I’ve been forced to confront my identity here on a daily basis. From men on the street who yell “ni hao” at me to discussions at reflection sessions about intersectionality and privilege, reminders of who I am are peppered at me more than ever.
“Smile big!”
The gym that I go to is conveniently located less than a block away from the Women’s Legal Centre, and has become a part of my daily routine here in Cape Town. Every day, I walk straight from work to the gym.
Ignite Fitness is over-staffed, and the vast majority of the employees are male. There are oftentimes more employees than there are people working out. As I scan my fingerprint to enter, the man at the desk smiles and greets me.

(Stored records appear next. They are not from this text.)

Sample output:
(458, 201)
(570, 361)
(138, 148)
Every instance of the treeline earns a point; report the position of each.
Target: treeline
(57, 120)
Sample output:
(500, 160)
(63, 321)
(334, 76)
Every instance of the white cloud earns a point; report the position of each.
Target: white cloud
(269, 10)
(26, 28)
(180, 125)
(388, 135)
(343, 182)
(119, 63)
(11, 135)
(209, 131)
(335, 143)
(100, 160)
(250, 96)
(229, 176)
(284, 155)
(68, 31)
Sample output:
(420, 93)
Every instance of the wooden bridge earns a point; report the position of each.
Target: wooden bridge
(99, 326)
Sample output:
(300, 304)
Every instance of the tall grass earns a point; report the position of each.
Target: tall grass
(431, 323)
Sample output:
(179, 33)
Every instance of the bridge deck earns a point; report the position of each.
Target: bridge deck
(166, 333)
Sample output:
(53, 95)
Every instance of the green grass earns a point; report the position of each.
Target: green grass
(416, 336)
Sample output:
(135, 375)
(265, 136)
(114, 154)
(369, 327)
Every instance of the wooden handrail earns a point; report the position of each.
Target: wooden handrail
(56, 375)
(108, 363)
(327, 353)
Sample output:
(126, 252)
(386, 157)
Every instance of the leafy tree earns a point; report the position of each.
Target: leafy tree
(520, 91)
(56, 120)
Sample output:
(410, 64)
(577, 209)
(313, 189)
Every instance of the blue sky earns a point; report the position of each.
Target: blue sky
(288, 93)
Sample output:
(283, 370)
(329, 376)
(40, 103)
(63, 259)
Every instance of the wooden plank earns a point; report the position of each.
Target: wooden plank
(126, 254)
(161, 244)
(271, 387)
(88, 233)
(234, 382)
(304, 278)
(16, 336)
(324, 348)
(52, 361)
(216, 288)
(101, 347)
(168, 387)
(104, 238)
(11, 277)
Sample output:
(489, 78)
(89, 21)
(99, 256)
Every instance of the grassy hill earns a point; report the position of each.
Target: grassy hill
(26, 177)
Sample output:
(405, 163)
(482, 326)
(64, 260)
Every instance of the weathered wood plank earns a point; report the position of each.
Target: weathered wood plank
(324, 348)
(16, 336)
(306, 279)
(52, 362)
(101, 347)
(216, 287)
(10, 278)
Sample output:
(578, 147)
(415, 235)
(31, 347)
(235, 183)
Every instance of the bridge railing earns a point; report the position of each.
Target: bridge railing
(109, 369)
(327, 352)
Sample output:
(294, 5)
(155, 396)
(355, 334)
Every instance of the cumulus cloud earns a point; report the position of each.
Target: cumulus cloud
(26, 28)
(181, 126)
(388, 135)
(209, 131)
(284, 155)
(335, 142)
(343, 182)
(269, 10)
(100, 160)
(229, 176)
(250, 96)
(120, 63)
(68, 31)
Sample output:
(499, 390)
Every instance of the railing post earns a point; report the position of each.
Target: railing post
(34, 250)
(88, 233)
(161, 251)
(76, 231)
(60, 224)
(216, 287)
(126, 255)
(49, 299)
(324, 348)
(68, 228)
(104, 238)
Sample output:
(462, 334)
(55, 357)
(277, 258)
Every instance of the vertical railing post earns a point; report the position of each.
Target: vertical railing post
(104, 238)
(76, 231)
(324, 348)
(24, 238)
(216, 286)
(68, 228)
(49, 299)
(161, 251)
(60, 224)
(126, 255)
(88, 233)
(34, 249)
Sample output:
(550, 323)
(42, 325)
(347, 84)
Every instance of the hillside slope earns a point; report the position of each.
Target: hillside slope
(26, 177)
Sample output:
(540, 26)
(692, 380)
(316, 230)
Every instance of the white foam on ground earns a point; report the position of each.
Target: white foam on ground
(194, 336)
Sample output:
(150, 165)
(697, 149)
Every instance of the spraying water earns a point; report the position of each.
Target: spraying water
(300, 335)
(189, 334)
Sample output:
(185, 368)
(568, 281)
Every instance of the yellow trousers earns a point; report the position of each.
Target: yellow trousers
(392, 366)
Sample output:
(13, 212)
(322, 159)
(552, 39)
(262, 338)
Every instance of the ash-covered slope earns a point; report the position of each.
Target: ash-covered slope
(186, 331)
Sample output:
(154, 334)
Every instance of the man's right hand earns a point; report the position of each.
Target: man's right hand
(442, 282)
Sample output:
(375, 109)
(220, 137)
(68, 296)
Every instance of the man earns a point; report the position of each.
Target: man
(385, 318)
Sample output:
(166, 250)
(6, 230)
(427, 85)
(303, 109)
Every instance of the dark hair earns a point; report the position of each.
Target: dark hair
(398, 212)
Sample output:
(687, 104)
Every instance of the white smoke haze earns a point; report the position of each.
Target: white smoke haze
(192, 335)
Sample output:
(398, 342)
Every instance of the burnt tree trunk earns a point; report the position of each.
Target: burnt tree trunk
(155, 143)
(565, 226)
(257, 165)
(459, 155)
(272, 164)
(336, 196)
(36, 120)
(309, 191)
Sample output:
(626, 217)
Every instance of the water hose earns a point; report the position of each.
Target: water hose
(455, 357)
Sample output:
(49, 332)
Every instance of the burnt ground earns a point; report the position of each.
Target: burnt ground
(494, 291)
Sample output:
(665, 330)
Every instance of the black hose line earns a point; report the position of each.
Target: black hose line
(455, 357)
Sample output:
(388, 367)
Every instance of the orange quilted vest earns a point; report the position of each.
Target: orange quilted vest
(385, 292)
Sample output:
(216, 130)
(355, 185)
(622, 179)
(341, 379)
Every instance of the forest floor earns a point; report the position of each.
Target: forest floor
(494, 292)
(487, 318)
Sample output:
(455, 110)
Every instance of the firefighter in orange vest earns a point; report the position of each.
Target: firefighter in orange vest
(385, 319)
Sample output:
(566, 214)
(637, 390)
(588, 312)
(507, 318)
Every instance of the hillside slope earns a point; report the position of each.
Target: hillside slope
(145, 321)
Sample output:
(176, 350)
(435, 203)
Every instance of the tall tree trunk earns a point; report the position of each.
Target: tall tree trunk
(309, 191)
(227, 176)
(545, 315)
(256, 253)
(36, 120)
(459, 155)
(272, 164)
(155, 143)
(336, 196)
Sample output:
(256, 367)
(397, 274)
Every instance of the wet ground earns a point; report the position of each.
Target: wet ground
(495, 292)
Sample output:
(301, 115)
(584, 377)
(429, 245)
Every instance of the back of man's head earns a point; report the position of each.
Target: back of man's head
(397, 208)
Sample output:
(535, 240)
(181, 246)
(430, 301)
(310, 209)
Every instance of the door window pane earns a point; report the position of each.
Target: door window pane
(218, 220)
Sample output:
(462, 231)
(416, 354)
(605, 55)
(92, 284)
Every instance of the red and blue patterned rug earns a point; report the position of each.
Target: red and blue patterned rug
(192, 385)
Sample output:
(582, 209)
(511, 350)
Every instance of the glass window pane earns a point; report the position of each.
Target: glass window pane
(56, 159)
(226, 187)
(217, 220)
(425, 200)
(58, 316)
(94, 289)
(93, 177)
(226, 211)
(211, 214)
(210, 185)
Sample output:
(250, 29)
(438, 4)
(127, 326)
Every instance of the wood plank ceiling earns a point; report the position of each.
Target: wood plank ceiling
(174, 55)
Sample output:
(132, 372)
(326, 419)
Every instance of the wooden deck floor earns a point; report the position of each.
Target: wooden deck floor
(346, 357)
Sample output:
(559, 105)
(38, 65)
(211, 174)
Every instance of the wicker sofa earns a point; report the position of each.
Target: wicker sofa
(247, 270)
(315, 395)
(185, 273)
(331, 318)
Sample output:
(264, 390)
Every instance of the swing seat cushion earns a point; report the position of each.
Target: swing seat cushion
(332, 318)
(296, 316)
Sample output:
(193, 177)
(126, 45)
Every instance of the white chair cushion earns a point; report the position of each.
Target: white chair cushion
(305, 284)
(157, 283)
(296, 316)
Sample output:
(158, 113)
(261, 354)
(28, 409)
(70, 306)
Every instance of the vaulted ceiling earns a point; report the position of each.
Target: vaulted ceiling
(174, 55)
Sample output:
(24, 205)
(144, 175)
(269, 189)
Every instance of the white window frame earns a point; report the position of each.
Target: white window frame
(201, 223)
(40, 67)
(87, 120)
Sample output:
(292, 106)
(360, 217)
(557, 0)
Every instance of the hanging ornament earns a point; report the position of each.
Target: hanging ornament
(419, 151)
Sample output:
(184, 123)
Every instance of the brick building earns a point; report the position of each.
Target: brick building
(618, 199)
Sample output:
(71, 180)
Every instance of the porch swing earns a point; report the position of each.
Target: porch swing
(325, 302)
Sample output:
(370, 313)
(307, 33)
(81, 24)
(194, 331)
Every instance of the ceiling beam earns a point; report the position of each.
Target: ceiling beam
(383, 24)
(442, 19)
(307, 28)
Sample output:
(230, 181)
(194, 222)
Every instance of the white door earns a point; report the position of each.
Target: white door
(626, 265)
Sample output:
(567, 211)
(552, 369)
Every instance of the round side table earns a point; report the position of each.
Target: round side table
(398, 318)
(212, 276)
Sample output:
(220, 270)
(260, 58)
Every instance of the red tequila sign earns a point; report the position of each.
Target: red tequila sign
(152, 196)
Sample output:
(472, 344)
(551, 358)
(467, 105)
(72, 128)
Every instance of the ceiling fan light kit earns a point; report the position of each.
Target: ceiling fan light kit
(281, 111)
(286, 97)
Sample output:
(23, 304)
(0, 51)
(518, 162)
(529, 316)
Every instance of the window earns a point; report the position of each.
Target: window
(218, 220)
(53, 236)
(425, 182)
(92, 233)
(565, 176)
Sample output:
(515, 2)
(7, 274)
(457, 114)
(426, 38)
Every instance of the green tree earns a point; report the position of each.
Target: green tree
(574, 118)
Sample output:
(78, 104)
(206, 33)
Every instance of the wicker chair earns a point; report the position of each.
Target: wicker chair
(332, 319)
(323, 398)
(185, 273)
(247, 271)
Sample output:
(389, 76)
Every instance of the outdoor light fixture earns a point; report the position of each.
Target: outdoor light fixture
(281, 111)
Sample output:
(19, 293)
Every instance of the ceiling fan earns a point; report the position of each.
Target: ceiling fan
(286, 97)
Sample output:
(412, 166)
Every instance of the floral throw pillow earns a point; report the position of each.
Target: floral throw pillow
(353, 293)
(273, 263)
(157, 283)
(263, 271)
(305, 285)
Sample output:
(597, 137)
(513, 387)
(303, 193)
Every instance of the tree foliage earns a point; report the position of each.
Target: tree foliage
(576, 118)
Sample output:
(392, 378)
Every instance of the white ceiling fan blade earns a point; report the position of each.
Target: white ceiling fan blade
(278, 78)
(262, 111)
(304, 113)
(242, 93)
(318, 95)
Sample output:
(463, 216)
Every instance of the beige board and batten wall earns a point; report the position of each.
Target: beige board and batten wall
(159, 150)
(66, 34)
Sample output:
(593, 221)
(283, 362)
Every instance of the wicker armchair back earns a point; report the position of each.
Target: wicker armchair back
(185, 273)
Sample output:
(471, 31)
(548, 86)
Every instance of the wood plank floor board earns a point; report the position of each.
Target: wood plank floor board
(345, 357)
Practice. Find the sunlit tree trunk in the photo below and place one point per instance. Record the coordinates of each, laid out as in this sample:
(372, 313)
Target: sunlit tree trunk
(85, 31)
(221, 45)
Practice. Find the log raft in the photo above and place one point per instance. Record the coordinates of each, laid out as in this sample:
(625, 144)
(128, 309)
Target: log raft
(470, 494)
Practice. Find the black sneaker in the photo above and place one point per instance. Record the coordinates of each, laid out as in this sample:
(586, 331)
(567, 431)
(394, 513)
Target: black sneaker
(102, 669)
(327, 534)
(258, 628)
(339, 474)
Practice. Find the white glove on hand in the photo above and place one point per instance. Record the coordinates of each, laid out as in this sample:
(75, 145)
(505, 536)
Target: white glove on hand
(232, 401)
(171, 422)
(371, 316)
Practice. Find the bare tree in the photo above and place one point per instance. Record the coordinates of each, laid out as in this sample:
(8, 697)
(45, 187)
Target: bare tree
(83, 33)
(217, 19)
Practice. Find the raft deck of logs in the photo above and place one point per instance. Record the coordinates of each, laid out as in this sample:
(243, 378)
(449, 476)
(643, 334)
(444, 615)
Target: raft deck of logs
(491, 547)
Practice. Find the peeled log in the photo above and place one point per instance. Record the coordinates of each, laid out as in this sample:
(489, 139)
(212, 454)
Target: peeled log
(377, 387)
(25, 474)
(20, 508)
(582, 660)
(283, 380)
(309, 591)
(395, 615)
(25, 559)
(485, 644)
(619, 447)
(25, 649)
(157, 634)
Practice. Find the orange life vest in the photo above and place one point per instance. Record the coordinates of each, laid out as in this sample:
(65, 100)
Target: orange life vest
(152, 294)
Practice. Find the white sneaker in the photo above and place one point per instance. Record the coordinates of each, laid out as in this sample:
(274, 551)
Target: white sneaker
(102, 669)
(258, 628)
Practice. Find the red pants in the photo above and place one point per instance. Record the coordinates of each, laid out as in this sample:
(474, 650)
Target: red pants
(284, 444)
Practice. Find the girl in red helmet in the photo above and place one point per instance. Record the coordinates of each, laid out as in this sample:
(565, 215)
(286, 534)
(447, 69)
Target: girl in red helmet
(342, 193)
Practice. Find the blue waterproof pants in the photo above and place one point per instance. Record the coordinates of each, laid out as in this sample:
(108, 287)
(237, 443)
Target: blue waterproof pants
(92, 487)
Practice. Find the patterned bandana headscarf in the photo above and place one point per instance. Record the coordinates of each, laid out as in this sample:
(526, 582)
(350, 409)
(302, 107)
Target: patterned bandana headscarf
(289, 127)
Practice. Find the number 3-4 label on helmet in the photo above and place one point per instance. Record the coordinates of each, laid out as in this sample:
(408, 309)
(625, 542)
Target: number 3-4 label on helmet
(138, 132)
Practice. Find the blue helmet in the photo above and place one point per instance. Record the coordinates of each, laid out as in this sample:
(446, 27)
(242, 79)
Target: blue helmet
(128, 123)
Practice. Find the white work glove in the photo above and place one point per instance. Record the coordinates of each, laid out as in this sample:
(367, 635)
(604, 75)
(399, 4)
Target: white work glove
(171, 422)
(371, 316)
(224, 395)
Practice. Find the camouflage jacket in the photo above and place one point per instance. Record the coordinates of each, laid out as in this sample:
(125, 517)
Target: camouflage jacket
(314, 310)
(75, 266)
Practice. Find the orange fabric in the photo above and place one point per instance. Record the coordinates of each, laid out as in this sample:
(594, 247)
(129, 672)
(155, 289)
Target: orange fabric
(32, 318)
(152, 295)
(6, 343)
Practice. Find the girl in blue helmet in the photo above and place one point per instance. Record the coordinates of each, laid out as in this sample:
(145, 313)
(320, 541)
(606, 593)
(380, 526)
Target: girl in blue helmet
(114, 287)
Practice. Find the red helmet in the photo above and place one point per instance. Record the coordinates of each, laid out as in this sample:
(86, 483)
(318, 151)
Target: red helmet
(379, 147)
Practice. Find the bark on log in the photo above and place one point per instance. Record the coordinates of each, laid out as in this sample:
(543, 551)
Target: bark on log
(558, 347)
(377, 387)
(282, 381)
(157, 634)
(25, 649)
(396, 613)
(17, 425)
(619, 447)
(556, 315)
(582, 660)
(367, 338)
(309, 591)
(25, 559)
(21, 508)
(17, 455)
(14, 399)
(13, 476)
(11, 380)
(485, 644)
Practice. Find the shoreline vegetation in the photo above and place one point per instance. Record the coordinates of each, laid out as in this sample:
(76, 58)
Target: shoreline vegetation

I noticed that if I respond without smiling, he asks if I’m tired or even tells me to “smile big.” So every day, I smile big.
Weight rooms everywhere are not female-friendly. I am always outnumbered, sometimes even the only female in the room. Last week, a man put his hand on my stomach as he gave me advice that I never asked for.
I don’t have the privilege of working out at the gym without having daily gendered interactions, without men forcing their advice and their touch on me, without being reminded of my gender and of my discomfort in male-dominated spaces.
“But where are you REALLY from?”
The employees at Ignite Fitness also ensure that I never forget about my ethnicity.
Right off the bat, the man who signed me up for a membership asked me where I was from, no, REALLY from, no, where my parents are REALLY from.
A different employee quite literally stopped me in my tracks to ask me if I was Japanese.
I don’t blend in.
I don’t have the privilege of feeling safe when I walk down the street, or of blending in. At home, I must endure the discrimination and marginalization that my family faces because of the way that we look and speak. My socioeconomic privilege has largely prevented me from reflecting much on my intersectionality at home: my parents have set me up mentally and financially for college, they have worked tirelessly to help me to “blend in,” and they have instilled in me that being a woman of color will not inhibit my success. But here, I am forced to confront that identity on a daily basis.
In two weeks I will get on a plane and return to America, where I can once again lean on the crutches of my privilege. I grapple with how this privilege interacts with and eases the harshness of being a woman and a racial minority. Can these aspects of my identity be separated into ways in which I am privileged and ways in which I am disadvantaged? Or do they overlap and cancel out?
From this blog post, you can see that I have a lot of half-thoughts about my intersectionality, privilege, and identity, and you may be surprised to learn that this is the most self-reflection that I have ever experienced. I hope to make these half-thoughts into full realizations in my last two weeks in this unique city.